Similarly, differences in hormone levels between male and female birds can cause variation in calling behaviour [80] and activity in the neural song control regions [81]. While hormonal changes have been shown to affect the vibrational properties of sound-producing structures in mammals [74] to our knowledge such an effect has not been documented for birds. Especially bird species with monomorphic singing and calling behaviour are less studied [82] in their differences in higher vocal centre (HVC) structures. Still, sexually dimorphic neural structures might cause sexually dimorphic calls in ravens, which has to be studied in more detail.

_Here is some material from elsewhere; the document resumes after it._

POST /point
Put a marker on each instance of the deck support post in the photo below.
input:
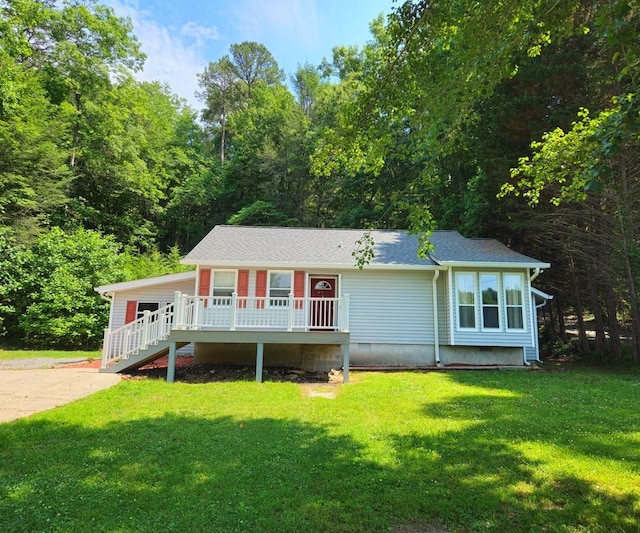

Measures of amplitude modulation and range cluster in PC3 and relate to age-classes. While most of the measures decrease or increase with age, amplitude-related parameters are lower in subadults than in adults. This effect also is in contrast to reduced variation in all parameters with increasing age (see Table 3) and might be connected to morphological changes during maturation. Age classification of ‘haa’ calls is strongly supported by our data, especially based on acoustic variables in PC2 and PC3. We hypothesize that labial flexibility, mass, and length, which have been shown to vary with age in mammals [83], might change as signallers mature. Structural differences of the vocalizing apparatus in turn determine acoustic features of a vocalization (e.g. [83]). In addition to variations in the vocal organ, maturation of neural structures based on testosterone-induced growth of the HVC [84] might additionally influence acoustic features of raven calls, as was shown in birdsong [85].

Conclusion

Taken together, we herewith show that raven ‘haa’ calls vary according to sex and age of the vocalizer and might be the underlying mechanism of class-level recognition. Especially in food-related calls that are recruiting conspecifics to potentially dangerous feeding situations, class-level recognition could help when encountering unknown individuals while individual recognition is used during repeated interactions with already known individuals. Thus, ravens with a pronounced level of fission-fusion seem to possibly make use of class-level recognition as well as individual recognition during their complex feeding behaviour.